Here are some facts about me: 

  1. I've never driven an automobile legally, and in my 25 years of life, I've only driven one (1) Subaru four (4) times in two (...) adjacent parking lots in Ashland, OR.
  2. The closest thing I've had to a career was in the exciting, draining field of residential care for the retired and enfeebled, eventually obtaining CNA (Certified Nurses Assistant) certification from the state of Oregon. Mostly, I kept orderlies and cooks on task when not delivering special meals to the very ill - or recently deceased, on two occasions.
  3. I was offered a writing position at Jeremy Parish's side project/zine, Gamespite.net, but I couldn't figure out the wiki markup language the day my first article was due and, showing the kind of derring-do and stick-it-to-ive-ness I've developed a reputation for, I just kinda stopped posting on the staff forum. Since my first piece of Gamespitefullness is nearly a year over deadline now, I don't think I really have a position there. I can still access the staff forums, which is kinda neat.
  4. I've played guitar for nearly 9 years, and I'm still barely an intermediate talent at the instrument.
  5. I cannot whistle.
  6. The only time I've ever been a recognized member of a videogame message board/community type thing was four or five years ago, on the insertcredit forums. Oh, those were the days. I never countenanced to selectbutton.net - although there's still a bunch of old "internet friends" posting there I wouldn't mind communicating with.
  7. I've been toying around with interactive fiction for the past three months or so, using the Inform scripting language (if you can call something so... intuitive a scripting language - which is what it is, of course, it just uses, like, actual grammatical sense to this Lit Comp major).  When I get something that is not pre-alpha done, I'll host it somewhere. Any zcode interpreter will run the Inform language, I think, so it shouldn't be much of a hassle no matter what system you've got. Right now, I think a true experience with my project requires a Commodore 64 with an Epyx fast cart loader. Hopefully, I'll get some stuff written on the process of writing IF with no prior game development experience and post it here, but I'm pretty slow and notoriously flaky when it comes to this stuff. 

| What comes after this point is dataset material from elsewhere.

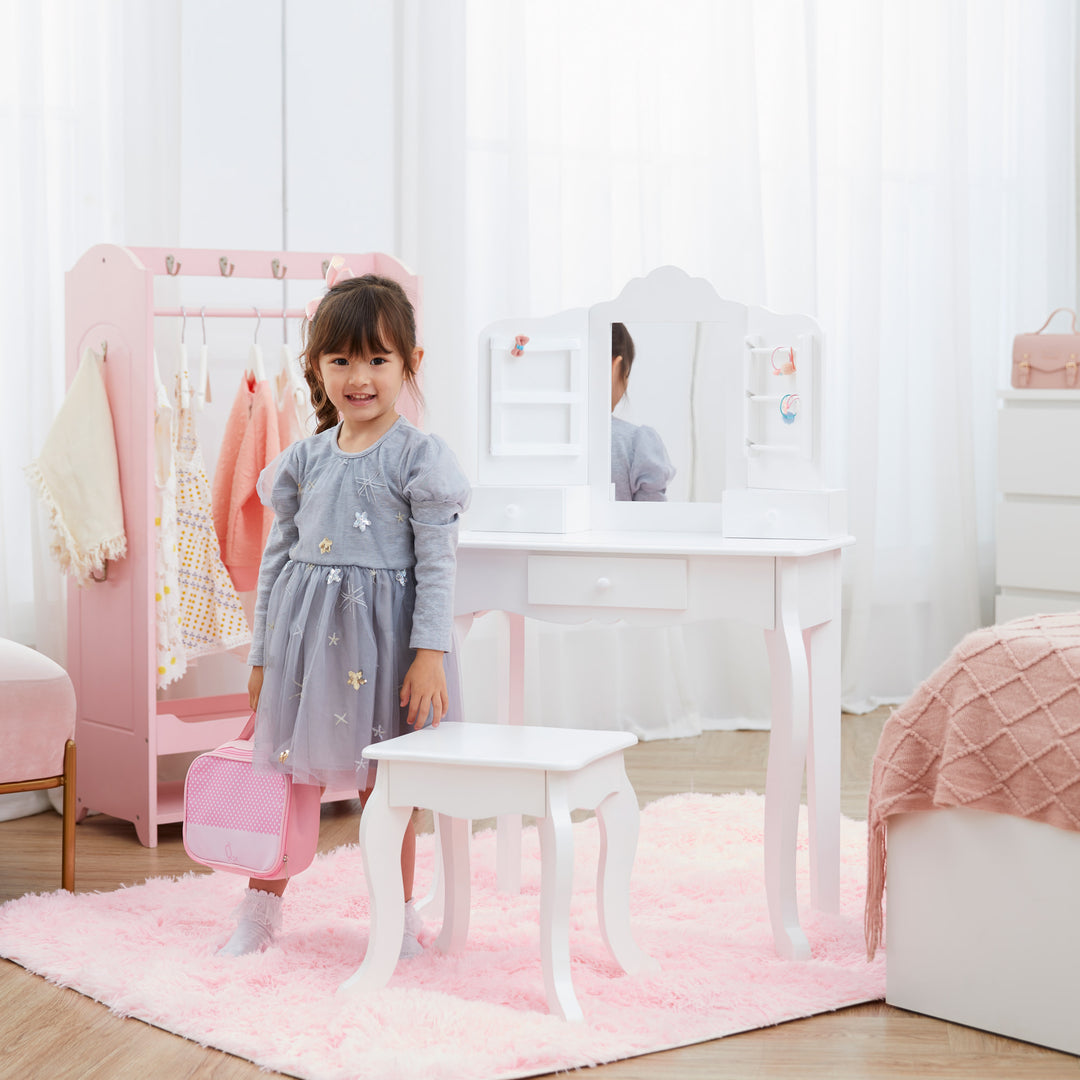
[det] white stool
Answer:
[341,724,659,1021]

  8. I like NEXT GENERATION POWER and all, but lately I've been enjoying PSP and DS gaming way more than the NEXT GENERATION POWER experience - the recent slew of awesome fighting games and Far Cry 2 notwithstanding. 
  9. My favorite comic artist is Alex Ross, of being Alex Ross the Comic Artist fame.  One of my favorite high brow authors in any field is also named Alex Ross, of the New Yorker and writer of 2007's Pulitzer Prize nominated The Rest is Noise: Listening to the 20th Century. 

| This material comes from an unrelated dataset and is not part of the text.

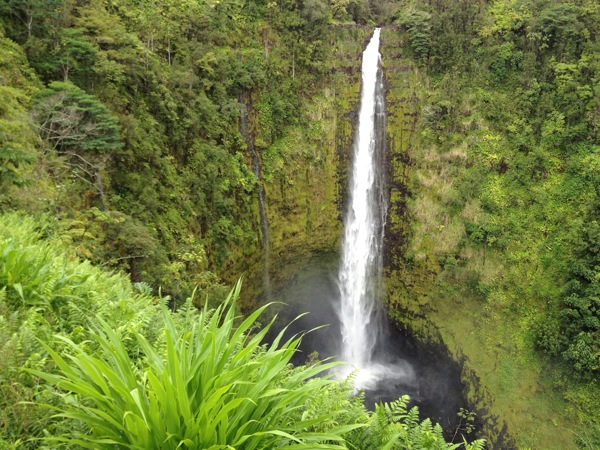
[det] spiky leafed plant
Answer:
[34,284,362,450]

  10. I play bar trivia at the Hawthorne Hideaway (it's on SE Hawthorne St. in Portland, OR) every Monday.  Our team is named Willocalypse, for very long and convoluted reasons.
That about covers it. Since my 'official' gaming blog, A New Sku for This IP, has more or less died out due to lack of audience, I'm going to post all game-stuff here until this blog also becomes a depressing wasteland of no consequence. The over/under is 6 months.